Swap the Left and Right Plug Locations
If your headphones connect via a balanced mono connection: it has two audio ports on the left and right earpiece; try switching the audio plugs.
Balanced mono cables split in a “Y” section with two endings, each cable including a balanced mono signal for the right and left audio channel. The two 3.5 mm balanced TRS connectors have three contacts: one for ground and two identical audio signals with opposite polarity (L+, L- or R+ and R-).
It is possible to experience reversed audio when using balanced cables if the left audio signal is sent to the right earpiece and vice versa, similar to if the headphones were flipped.
By swapping the two plugs, the left, and right channels are correctly reversed, which should solve the problem.
Troubleshooting Unbalanced Audio in Earbuds
If you ever find yourself in a situation where one earbud is louder than the other, there are several strategies you can use to troubleshoot earbuds with different volume levels.
Here is a concise overview of the most effective methods to get even audio in both earbuds:
- Balance the left and right audio via settings.
- Ensure the earbuds are snugly lodged in the ear canal.
- Keep the earbud’s grille and audio port clean.
- Maintain the earbuds wires in good condition.
- Fix Bluetooth connectivity issues.
How to Fix Inverted Audio in Headphones
If music playback sounds odd and out-of-place, it’s probably reversed or inverted audio. This can cause sound to be backward or swapped between stereo channels due to miswired headphones, poor contact, and even ill-fitting headphone plugs.
Some approaches to fixing headphones reversed audio include:
- Plugging the left & right connectors into their respective ports (if using balanced cable)
- Alternating ear pieces of headphones (so that your ears match the L and R markings on the ear cups)
- Re-instaling or update audio driver
- Use another audio source to rule out if the issue is in the actual hardware
- Disable any virtual surround sound (Dolby Stereo, Dolby Atmos, Windows Sonic, etc.)

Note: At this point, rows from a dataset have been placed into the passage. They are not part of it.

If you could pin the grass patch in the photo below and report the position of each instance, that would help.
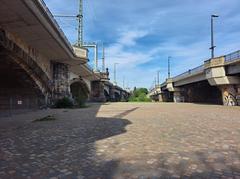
(47, 118)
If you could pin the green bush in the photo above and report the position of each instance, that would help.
(64, 103)
(139, 95)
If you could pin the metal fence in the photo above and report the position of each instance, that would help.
(232, 56)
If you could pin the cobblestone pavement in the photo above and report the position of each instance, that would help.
(123, 140)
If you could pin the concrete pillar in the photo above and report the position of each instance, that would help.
(230, 95)
(60, 80)
(97, 92)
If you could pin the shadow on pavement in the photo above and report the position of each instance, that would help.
(64, 148)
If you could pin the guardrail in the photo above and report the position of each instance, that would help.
(232, 56)
(189, 73)
(44, 6)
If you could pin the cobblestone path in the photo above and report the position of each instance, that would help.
(123, 140)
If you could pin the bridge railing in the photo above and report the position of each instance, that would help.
(44, 6)
(189, 73)
(232, 56)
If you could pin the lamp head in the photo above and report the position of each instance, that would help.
(214, 15)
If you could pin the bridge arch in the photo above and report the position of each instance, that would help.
(117, 96)
(23, 83)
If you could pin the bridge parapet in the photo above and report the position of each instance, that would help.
(232, 57)
(216, 73)
(191, 72)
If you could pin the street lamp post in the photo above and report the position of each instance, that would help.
(158, 77)
(115, 73)
(169, 67)
(212, 48)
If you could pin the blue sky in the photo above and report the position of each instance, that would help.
(140, 34)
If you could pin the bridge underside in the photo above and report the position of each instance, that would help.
(18, 91)
(201, 92)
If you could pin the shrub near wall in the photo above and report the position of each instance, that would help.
(139, 95)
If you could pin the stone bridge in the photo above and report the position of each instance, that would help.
(217, 81)
(38, 64)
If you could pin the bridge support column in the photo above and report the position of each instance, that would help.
(178, 95)
(60, 80)
(230, 95)
(97, 92)
(229, 85)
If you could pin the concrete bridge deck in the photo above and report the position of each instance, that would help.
(40, 64)
(217, 81)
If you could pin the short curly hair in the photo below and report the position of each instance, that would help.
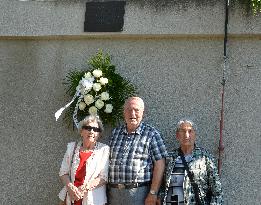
(186, 120)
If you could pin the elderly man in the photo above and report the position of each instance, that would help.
(137, 159)
(191, 175)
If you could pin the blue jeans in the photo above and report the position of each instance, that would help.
(134, 196)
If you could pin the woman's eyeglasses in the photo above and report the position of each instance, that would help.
(90, 128)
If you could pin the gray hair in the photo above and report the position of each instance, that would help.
(91, 118)
(185, 120)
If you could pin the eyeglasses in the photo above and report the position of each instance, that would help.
(90, 128)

- Disable all Audio Enhancements on Windows 10/11 PCs
Plugging in a balanced cable the wrong way won’t cause any damage—so feel free to experiment. However, unbalanced headphones and balanced amps short circuits when connected.
Music Only Playing in One Headphone: Here’s What to Do!
If you tried all the Windows audio troubleshooting solutions and you’re still hearing music in one ear only, there are few more things you can do to resolve the one-sided music issue.
Here are some potential causes of this issue (and how to fix them):
- Damaged or frayed cable: If your headphones cable splits into a Y, check if the wire connecting the earpiece that doesn’t work isn’t frayed or damaged. The damage can also be done along the line of the cable. In this case, you must wrap the damaged section with electrical tape.
- Shorted left or right audio signal: The wire carrying the audio signal to your headphones may be shorted. To repair it, solder the original wire to the headphone speaker. The short may also happen at the jack, in which case you need to solder the jack.
- One earbud won’t connect: To fix earbuds that won’t connect, power off both earbuds and reconnect them to the PC or laptop, making sure the primary one is connected first. Set the primary earbud as the default audio.